Bug 1007362

Summary: RHEV-H 6.5 is approved failed, network error during communication with the host.
Product: Red Hat Enterprise Virtualization Manager Reporter: Ying Cui <ycui>
Component: vdsmAssignee: Yaniv Bronhaim <ybronhei>
Status: CLOSED DUPLICATE QA Contact:
Severity: high Docs Contact:
Priority: high    
Version: 3.3.0CC: abaron, alonbl, bazulay, danken, gouyang, hateya, iheim, leiwang, lpeer, masayag, mburns, mpavlik, pstehlik, ycui, yeylon
Target Milestone: ---Keywords: Triaged
Target Release: 3.3.0   
Hardware: Unspecified   
OS: Unspecified   
Whiteboard: network
Fixed In Version: Doc Type: Bug Fix
Doc Text:
Story Points: ---
Clone Of: Environment:
Last Closed: 2013-09-16 12:06:43 UTC Type: Bug
Regression: --- Mount Type: ---
Documentation: --- CRM:
Verified Versions: Category: ---
oVirt Team: Network RHEL 7.3 requirements from Atomic Host:
Cloudforms Team: --- Target Upstream Version:
Attachments:
Description Flags
host deply log none

Comment 3 Alon Bar-Lev 2013-09-12 10:56:42 UTC
Please also attach host deploy log.

Comment 4 Martin Pavlik 2013-09-12 11:14:58 UTC
I believe qemu part is not related to network problem, I've reported another bug 1007375 for it.

Comment 5 Mike Burns 2013-09-12 12:07:39 UTC
This may be ovirt-node-plugin-vdsm as well.

Comment 6 Dan Kenigsberg 2013-09-14 20:42:28 UTC
vdsm.log except is missing the all-important call to setupNetwork (or any other API call). Please verify whether none exists.
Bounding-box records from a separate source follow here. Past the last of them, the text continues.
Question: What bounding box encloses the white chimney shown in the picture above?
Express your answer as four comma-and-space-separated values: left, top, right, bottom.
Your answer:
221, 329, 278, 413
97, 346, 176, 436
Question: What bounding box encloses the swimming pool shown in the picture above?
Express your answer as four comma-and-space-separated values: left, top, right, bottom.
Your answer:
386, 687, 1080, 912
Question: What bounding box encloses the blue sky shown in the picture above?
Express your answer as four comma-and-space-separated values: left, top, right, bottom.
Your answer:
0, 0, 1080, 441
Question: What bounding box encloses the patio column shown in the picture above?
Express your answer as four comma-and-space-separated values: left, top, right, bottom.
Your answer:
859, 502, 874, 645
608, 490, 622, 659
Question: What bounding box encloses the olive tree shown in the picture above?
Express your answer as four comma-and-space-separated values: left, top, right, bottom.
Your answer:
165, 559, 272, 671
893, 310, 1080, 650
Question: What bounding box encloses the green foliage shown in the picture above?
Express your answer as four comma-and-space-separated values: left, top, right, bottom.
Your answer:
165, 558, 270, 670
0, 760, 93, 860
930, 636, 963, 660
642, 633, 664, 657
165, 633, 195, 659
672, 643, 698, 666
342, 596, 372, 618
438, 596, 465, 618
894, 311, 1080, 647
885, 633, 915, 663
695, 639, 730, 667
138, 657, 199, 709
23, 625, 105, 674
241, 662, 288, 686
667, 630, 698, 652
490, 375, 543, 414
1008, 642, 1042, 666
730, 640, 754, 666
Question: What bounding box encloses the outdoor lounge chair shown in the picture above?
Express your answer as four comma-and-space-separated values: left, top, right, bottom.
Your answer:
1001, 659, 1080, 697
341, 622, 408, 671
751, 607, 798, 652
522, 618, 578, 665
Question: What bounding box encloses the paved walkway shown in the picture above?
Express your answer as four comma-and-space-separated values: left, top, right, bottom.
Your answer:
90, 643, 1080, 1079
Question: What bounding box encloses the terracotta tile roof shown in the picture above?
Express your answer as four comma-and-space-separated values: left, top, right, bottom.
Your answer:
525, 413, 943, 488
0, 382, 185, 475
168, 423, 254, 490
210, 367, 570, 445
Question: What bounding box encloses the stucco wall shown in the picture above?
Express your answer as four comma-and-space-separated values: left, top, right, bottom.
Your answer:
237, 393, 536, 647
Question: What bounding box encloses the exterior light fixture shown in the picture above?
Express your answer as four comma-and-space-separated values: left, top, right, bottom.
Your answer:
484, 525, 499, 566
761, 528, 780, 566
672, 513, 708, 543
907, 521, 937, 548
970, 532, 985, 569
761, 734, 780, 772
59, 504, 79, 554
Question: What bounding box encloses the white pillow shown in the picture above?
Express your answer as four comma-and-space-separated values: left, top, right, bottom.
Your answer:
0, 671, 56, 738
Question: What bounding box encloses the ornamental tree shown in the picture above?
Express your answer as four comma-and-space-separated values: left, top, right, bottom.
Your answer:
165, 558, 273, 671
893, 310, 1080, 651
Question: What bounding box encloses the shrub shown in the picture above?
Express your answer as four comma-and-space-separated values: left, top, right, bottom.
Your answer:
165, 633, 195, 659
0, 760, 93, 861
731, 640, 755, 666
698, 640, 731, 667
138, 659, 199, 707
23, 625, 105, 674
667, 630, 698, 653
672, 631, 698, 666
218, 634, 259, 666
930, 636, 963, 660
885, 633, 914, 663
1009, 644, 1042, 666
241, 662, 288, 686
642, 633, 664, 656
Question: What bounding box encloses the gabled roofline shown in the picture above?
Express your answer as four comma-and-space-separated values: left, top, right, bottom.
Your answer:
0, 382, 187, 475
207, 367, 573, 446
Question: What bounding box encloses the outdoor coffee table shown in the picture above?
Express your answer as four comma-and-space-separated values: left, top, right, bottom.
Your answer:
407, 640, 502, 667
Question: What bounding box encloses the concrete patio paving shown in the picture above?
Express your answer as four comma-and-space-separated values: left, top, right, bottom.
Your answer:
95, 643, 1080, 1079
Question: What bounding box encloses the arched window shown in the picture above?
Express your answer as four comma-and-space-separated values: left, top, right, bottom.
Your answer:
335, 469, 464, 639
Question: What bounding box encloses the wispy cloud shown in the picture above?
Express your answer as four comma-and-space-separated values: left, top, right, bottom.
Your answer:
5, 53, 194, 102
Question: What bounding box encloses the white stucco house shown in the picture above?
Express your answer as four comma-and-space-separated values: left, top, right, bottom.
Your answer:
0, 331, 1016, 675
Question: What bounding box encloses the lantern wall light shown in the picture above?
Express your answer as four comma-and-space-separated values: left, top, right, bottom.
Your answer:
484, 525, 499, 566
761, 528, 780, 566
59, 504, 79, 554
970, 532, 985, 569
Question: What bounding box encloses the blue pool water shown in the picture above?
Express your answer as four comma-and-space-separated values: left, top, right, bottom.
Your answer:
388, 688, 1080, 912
If setupNetwork do show up in the log, please attach supervdsm.log as well.

I'm setting the needinfo flag for Alon's comment 3 request of ovirt-host-deploy logs.

Comment 7 Moti Asayag 2013-09-14 21:09:26 UTC
(In reply to Dan Kenigsberg from comment #6)
> vdsm.log except is missing the all-important call to setupNetwork (or any
> other API call). Please verify whether none exists.
> 
> If setupNetwork do show up in the log, please attach supervdsm.log as well.
> 
> I'm setting the needinfo flag for Alon's comment 3 request of
> ovirt-host-deploy logs.

There will be no call to setupNetworks not in engine nor in vdsm logs.
According to the engine.log the vdsm agent haven't been ready to accept any requests by the engine in the expected time after the host deploy was completed.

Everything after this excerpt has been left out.